From my book with Jennifer, here are a couple pictures to distinguish the two concepts.

Lack of complete overlap:

Imbalance:

The point of *matching*, as I see it, is to restrict the range of inference to the zone of *overlap* (that is, to define the average treatment effect in a region where the data can directly answer such a question). You match so as to get a subset of the data with complete overlap (in some sense) and then discard the points that did not match: the treated units for which there was no similar control unit, and the control units for which there was no treated unit.

*Stratification and weighting* are ways of handling *imbalance*. More generally, we can think of stratification and weighting as special cases of regression modeling, with the goal being to adjust for known differences between sample and population. But you can really only adjust for these differences where there is overlap. Outside the zone of overlap, your inferences for treatment effects are entirely assumption-based.

To put it another way, matching (and throwing away the non-matches) is about identification, or robustness. Stratification/weighting/regression are for bias correction.

Propensity scores are a low-dimensional approximation, a particular way of regularizing your regression adjustment. Use propensity scores if you want.

(2) If someone were to give me the propensity score, I’d consider using it as a regression predictor—not alone, but with other key predictors such as age, sex, smoking history, etc. I would *not* do inverse-propensity-score weighing, as this just seems like a way to get a lot of noise and get some mysterious estimate that I wouldn’t trust anyway.

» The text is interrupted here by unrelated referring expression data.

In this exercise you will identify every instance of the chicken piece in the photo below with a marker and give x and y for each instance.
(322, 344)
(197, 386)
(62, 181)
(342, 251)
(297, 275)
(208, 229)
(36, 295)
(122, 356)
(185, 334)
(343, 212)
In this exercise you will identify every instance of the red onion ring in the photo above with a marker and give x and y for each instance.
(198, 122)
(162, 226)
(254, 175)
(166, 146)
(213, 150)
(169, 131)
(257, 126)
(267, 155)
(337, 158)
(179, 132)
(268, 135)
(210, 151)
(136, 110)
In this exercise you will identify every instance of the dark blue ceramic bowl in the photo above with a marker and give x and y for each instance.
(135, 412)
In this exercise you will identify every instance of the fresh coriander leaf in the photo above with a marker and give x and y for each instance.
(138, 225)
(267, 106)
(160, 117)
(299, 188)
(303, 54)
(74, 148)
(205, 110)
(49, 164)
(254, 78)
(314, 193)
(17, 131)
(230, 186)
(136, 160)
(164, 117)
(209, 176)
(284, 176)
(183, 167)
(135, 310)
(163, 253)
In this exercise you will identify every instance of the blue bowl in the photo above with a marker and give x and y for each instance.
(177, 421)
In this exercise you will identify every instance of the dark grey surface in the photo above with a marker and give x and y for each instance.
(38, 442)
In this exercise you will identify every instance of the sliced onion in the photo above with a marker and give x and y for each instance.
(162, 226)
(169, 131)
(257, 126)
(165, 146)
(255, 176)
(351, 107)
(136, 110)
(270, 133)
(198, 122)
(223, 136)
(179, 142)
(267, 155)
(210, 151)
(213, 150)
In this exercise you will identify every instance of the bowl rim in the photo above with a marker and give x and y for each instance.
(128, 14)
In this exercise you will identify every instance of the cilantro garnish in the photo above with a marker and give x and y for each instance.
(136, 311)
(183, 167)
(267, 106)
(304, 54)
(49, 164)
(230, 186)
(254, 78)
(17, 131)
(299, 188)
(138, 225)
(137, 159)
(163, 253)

You write, “we would be conditioning on the given treatment assignments.” You always have to be conditioning on the given treatment assignments: that’s what you have! That said, you’ll want to know the distribution of what the treatment assignments could’ve been, had the experiment gone differently. That’s relevant to your interpretation of the data. If you do everything with a regression model, your implicit assumption is that treatment assignment depends only on the predictors in your model. That’s a well known principle in statistics and is discussed in various places including chapter 8 of BDA3 (chapter 7 in the earlier editions).

(3) One more thing. If you have lack of complete overlap and you do matching, you should also do regression. Matching to restrict your data to a region of overlap, followed by regression to adjust for imbalance. Don’t try to make matching do it all. This is an old, old point, discussed back in 1970 in Donald Rubin’s Ph.D. thesis.

I’m a bit confused about the last point. Surely matching changes the range and also the distribution of both groups to be approximately the same already? So matching deals with both overlap and balance?

This is an extremely helpful discussion. Thank you!

What about Gary King’s 2016 paper, “Why propensity scores should not be used for matching”? https://gking.harvard.edu/files/gking/files/psnot.pdf

Joshua:

As I see it, the purpose of matching is to achieve overlap, not balance, so I don’t really see this linked article as being so relevant to what I would do.